Another way to think of it is a whole ecosystem of packages that standardize the vast majority of things you want to do when building an Elixir backend, instead of trying to kludge together a bunch of different tools. Pagination, sorting, filtering, authentication, authorization, all builtin and designed to work together.


That's certainly more helpful, yeah! My biggest complaint is that that's really not particularly obvious from the home page; I didn't realise the highlighted words in the lead were links, and they're all to a diverse set of locations, which I'm unlikely to check out if I just want a ten-thousand-foot view of the framework.

I'd suggest putting a description similar to your last paragraph on the home page, and including a brief example of what that translates to. Phoenix's website [0] does this beautifully: within the first page of scroll, I immediately know what it does and how it looks, and the following pages of scroll give me the detail I need to evaluate it properly.

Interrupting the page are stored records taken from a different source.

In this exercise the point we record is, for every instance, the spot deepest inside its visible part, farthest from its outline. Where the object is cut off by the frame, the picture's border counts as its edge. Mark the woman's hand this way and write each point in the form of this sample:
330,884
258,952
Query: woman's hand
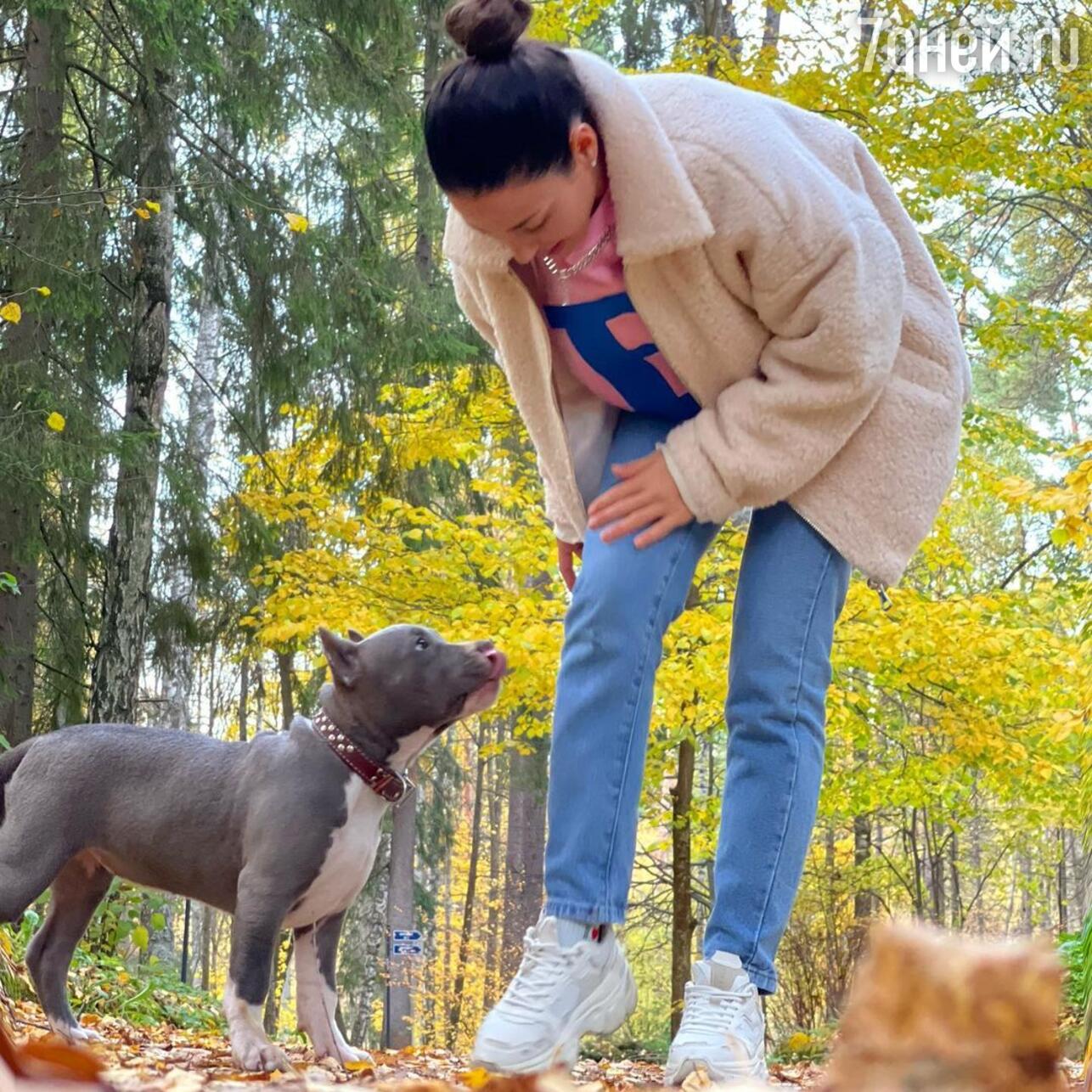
645,497
566,552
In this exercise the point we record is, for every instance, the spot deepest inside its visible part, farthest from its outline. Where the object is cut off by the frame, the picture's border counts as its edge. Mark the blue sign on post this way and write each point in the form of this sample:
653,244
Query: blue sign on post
407,943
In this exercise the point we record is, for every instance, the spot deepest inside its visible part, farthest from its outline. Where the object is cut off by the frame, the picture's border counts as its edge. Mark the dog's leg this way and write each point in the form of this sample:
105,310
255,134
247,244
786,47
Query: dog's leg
255,931
317,991
29,863
76,892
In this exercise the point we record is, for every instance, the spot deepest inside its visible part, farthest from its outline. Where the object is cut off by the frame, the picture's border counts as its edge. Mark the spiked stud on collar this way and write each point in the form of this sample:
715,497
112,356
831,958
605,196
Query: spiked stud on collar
382,780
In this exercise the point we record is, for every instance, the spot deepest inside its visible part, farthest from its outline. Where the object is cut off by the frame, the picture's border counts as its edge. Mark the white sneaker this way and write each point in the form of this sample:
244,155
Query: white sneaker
558,995
722,1029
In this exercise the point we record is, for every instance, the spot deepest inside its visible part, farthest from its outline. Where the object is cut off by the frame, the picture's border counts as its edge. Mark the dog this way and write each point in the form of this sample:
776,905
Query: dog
281,831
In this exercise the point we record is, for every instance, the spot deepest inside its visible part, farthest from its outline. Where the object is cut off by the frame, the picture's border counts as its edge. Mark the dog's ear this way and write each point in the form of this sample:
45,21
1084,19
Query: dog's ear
342,656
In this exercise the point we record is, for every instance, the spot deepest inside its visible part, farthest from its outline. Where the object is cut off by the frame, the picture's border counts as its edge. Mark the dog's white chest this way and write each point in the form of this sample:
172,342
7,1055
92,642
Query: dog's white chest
348,859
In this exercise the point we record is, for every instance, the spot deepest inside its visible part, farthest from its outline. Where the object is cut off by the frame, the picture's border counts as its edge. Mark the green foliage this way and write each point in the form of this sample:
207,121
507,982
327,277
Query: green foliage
102,981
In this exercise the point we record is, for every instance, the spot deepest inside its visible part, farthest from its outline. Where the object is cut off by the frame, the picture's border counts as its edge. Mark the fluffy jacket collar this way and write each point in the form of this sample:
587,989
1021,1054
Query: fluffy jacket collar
657,209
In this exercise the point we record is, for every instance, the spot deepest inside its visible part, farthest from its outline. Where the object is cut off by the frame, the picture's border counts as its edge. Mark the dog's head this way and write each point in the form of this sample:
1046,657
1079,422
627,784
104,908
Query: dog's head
405,679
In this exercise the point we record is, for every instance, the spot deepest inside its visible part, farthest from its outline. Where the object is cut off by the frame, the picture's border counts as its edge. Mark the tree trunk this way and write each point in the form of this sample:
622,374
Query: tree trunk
117,668
493,916
22,358
683,922
206,926
284,667
400,915
244,695
200,431
526,850
464,938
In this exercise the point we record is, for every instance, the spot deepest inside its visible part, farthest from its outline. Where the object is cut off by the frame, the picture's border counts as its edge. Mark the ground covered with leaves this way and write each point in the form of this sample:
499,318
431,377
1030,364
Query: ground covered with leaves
172,1060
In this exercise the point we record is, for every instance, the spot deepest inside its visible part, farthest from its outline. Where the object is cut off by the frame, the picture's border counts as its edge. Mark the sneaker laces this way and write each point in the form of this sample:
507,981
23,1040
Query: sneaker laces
543,963
707,1008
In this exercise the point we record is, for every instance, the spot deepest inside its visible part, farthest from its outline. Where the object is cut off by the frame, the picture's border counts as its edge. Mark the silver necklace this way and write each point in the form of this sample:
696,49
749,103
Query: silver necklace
562,273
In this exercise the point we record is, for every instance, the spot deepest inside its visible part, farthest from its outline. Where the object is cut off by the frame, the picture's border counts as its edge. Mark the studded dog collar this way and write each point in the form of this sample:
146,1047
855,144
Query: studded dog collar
381,780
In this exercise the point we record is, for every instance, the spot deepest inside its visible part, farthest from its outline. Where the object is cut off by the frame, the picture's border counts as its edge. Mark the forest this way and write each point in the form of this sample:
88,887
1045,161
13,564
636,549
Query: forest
238,401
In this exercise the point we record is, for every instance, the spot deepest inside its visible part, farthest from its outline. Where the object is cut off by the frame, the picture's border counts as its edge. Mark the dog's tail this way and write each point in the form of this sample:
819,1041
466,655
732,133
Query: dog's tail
8,763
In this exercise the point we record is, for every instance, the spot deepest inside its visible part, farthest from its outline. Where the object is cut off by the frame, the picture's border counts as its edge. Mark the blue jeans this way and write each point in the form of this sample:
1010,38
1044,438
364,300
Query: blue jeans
791,588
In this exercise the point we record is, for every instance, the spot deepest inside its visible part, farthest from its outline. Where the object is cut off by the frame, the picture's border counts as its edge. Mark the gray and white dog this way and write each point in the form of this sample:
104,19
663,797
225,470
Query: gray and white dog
279,831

[0]: https://www.phoenixframework.org/


I will go in and add another section that expands a bit more on what Ash is after ElixirConf EU is over. Thanks for the feedback!


Yes, this is a good description. The way I explain it is that "Ash is a declarative, composable application framework."

It is the middle layer between DB (Ecto) and Phoenix (with or without LiveView) -- where your actual application lives.

The difference between a Resource and a Model (or ActiveRecord) is Models typically define attributes and relationships vs a Resource defines attributes, relationships, actions (read, write, destroy, custom...), behaviours (i.e. multi-tenancy, jobs) and what I call facets (i.e. JSON api, GraphQL).

When you read the code for a Resource, you grok all of this in a nice, consistent way (we have 100* resources - all are consistent). This is because of the DSL.

When compiled, it all boils down to a Struct that you can easily inspect. That Struct enables all kinds of stuff.


This repository from the Ash book gives you an example of what it can do.

Model.

https://github.com/sevenseacat/tunez/tree/end-of-chapter-10/...

View.

https://github.com/sevenseacat/tunez/tree/end-of-chapter-10/...


I hear what you say. I personally blame the flurry of BS js "frameworks" that have more effort put in their Apple-wannabe front page than in actual practical engineering. I think they've setup a weird standard for framework front page that this one seems to follow. I don't blame the Ash guys, I blame the people who created the trend and those supported who it. I look at you, JS community.